Appendix
Regular Expression Syntax
Below is a quick reference for the most common regular expression tags supported by IxoraRMS. The full supported syntax is that of the Pattern class, as described in Java documentation.
Characters
- x The character x
- \\ The backslash character
- \0n The character with octal value 0n (0 <= n <= 7)
- \0nn The character with octal value 0nn (0 <= n <= 7)
- \0mnn The character with octal value 0mnn (0 <= m <= 3, 0 <= n <= 7)
- \xhh The character with hexadecimal value 0xhh
- \uhhhh The character with hexadecimal value 0xhhhh
- \t The tab character ('\u0009')
- \n The newline (line feed) character ('\u000A')
- \r The carriage-return character ('\u000D')
- \f The form-feed character ('\u000C')
- \a The alert (bell) character ('\u0007')
- \e The escape character ('\u001B')
- \cx The control character corresponding to x
Character classes
- [abc] a, b, or c (simple class)
- [^abc] Any character except a, b, or c (negation)
- [a-zA-Z] a through z or A through Z, inclusive (range)
- [a-d[m-p]] a through d, or m through p: [a-dm-p] (union)
- [a-z&&[def]] d, e, or f (intersection)
- [a-z&&[^bc]] a through z, except for b and c: [ad-z] (subtraction)
- [a-z&&[^m-p]] a through z, and not m through p: [a-lq-z](subtraction)
Predefined character classes
- . Any character (may or may not match line terminators)
- \d A digit: [0-9]
- \D A non-digit: [^0-9]
- \s A whitespace character: [ \t\n\x0B\f\r]
- \S A non-whitespace character: [^\s]
- \w A word character: [a-zA-Z_0-9]
- \W A non-word character: [^\w]
POSIX character classes (US-ASCII only)
- \p{Lower} A lower-case alphabetic character: [a-z]
- \p{Upper} An upper-case alphabetic character:[A-Z]
- \p{ASCII} All ASCII:[\x00-\x7F]
- \p{Alpha} An alphabetic character:[\p{Lower}\p{Upper}]
- \p{Digit} A decimal digit: [0-9]
- \p{Alnum} An alphanumeric character:[\p{Alpha}\p{Digit}]
- \p{Punct} Punctuation: One of !"#$%&'()*+,-./:;<=>?@[\]^_`{|}~
- \p{Graph} A visible character: [\p{Alnum}\p{Punct}]
- \p{Print} A printable character: [\p{Graph}]
- \p{Blank} A space or a tab: [ \t]
- \p{Cntrl} A control character: [\x00-\x1F\x7F]
- \p{XDigit} A hexadecimal digit: [0-9a-fA-F]
- \p{Space} A whitespace character: [ \t\n\x0B\f\r]
Classes for Unicode blocks and categories
- \p{InGreek} A character in the Greek block (simple block)
- \p{Lu} An uppercase letter (simple category)
- \p{Sc} A currency symbol
- \P{InGreek} Any character except one in the Greek block (negation)
- [\p{L}&&[^\p{Lu}]] Any letter except an uppercase letter (subtraction)
Boundary matchers
- ^ The beginning of a line
- $ The end of a line
- \b A word boundary
- \B A non-word boundary
- \A The beginning of the input
- \G The end of the previous match
- \Z The end of the input but for the final terminator, if any
- \z The end of the input
Greedy quantifiers
- X? X, once or not at all
- X* X, zero or more times
- X+ X, one or more times
- X{n} X, exactly n times
- X{n,} X, at least n times
- X{n,m} X, at least n but not more than m times
Capturing Groups
Capturing groups are created by enclosing parts of the regular expresion in brackets ().
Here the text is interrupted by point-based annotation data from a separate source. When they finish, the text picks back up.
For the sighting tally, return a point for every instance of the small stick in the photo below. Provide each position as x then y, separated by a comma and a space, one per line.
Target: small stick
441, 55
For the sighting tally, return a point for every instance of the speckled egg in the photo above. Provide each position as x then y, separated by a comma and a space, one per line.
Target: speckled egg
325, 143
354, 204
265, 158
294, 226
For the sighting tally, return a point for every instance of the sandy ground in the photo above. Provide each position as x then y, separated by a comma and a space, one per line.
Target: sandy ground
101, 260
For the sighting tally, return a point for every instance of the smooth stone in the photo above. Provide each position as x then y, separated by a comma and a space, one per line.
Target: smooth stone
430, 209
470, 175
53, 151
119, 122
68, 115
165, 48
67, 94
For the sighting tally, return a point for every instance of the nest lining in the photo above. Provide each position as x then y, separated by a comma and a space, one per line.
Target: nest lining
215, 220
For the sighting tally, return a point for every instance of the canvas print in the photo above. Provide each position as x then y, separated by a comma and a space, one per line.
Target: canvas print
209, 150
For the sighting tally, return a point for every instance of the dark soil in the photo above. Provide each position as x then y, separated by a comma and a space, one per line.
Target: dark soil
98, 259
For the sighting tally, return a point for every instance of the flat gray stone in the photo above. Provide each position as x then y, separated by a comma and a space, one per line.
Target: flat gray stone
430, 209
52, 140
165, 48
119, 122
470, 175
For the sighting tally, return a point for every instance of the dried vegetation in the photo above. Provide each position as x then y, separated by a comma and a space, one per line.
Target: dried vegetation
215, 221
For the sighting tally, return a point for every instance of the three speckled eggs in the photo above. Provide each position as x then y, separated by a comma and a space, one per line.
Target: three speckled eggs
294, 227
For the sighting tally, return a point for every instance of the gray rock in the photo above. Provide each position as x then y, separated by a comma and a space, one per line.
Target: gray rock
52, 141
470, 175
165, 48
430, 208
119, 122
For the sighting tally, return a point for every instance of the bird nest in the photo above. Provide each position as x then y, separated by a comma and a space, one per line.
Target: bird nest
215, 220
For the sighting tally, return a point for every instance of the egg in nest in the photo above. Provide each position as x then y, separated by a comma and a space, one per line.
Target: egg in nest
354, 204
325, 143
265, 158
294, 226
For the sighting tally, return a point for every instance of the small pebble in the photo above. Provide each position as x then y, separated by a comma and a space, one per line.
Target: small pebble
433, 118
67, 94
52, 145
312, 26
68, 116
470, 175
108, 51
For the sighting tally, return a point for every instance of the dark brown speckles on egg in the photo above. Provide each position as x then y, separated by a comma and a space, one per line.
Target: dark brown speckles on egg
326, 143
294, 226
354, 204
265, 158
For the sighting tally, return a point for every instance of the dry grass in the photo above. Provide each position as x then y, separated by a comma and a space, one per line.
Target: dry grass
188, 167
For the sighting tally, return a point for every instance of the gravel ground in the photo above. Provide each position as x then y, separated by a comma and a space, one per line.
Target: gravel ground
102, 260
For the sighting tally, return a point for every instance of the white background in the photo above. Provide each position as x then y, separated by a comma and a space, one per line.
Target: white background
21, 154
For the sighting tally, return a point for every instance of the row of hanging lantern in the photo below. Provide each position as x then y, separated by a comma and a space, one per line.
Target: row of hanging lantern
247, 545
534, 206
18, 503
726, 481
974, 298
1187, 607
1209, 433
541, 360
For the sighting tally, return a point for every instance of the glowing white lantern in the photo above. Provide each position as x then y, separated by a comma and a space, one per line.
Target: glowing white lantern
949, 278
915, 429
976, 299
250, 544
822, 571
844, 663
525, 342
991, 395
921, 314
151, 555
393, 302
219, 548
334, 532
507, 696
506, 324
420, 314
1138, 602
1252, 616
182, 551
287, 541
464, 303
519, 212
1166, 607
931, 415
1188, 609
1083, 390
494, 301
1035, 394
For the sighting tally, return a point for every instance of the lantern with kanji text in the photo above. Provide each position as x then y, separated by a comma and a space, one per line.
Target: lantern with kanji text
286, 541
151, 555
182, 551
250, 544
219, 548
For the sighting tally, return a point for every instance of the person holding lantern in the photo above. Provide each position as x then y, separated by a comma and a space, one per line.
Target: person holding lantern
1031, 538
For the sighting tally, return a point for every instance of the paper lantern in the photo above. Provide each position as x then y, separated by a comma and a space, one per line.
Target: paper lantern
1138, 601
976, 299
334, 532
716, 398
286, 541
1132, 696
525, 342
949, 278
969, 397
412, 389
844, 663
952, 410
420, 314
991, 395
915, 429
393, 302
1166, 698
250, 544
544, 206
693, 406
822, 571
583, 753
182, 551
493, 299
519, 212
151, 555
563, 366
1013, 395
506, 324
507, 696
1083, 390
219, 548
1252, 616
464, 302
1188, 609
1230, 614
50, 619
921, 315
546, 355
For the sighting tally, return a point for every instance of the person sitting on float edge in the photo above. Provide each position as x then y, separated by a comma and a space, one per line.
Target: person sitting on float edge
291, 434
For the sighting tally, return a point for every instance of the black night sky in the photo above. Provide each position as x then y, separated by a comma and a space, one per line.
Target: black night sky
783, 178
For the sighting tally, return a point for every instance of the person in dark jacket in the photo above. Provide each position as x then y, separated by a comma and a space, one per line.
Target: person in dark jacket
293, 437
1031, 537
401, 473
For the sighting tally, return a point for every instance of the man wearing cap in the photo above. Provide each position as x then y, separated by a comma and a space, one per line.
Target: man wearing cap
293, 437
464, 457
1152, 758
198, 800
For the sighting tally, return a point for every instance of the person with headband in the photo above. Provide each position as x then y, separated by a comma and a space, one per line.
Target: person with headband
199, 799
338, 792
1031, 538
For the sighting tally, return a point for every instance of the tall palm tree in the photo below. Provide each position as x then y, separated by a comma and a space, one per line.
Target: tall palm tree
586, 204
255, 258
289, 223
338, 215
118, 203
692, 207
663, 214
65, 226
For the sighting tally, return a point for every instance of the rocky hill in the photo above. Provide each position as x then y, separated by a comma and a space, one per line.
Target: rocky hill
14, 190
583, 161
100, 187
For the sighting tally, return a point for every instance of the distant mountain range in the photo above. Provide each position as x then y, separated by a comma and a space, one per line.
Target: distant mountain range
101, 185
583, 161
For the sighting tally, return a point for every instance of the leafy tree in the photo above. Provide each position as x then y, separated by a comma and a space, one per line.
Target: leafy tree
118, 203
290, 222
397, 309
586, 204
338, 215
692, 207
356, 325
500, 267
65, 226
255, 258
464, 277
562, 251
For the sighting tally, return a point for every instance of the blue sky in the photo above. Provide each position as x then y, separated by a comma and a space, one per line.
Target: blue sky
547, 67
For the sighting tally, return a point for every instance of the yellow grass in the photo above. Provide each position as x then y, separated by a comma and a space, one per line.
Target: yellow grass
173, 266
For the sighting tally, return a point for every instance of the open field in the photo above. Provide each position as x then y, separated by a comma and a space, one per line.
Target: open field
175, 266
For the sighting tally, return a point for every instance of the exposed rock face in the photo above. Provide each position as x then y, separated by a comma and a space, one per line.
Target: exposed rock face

The string matched by a capturing group is accessible later on with the use of $n tags, where $1 .. $n represent capturing groups 1 to n.
Formatting Syntax
The <format> attributes in IxoraRMS accept the standard Java syntax for number and dates formatting (DecimalFormat and SimpleDateFormat). For full information please refer to Java documentation
Formatting tokens for numbers
- 0 Number Digit
- # Number Digit, zero shows as absent
- . Number Decimal separator or monetary decimal separator
- - Number Minus sign
- , Number Grouping separator
- E Number Separates mantissa and exponent in scientific notation. Need not be quoted in prefix or suffix.
- ; Subpattern boundary Separates positive and negative subpatterns
- % Prefix or suffix Multiply by 100 and show as percentage
- \u2030 Prefix or suffix Multiply by 1000 and show as per mille
- \u00A4 Prefix or suffix Currency sign, replaced by currency symbol. If doubled, replaced by international currency symbol. If present in a pattern, the monetary decimal separator is used instead of the decimal separator.
- ' Prefix or suffix Used to quote special characters in a prefix or suffix, for example, "'#'#" formats 123 to "#123". To create a single quote itself, use two in a row: "# o''clock".
Formatting tokens for dates:
- G Era designator
- y Year
- M Month in year
- w Week in year
- W Week in month
- D Day in year
- d Day in month
- F Day of week in month
- E Day in week
- a Am/pm marker
- H Hour in day (0-23)
- k Hour in day (1-24)
- K Hour in am/pm (0-11)
- h Hour in am/pm (1-12)
- m Minute in hour
- s Second in minute
- S Millisecond
- z Time zone (General)
- Z Time zone (RFC 822)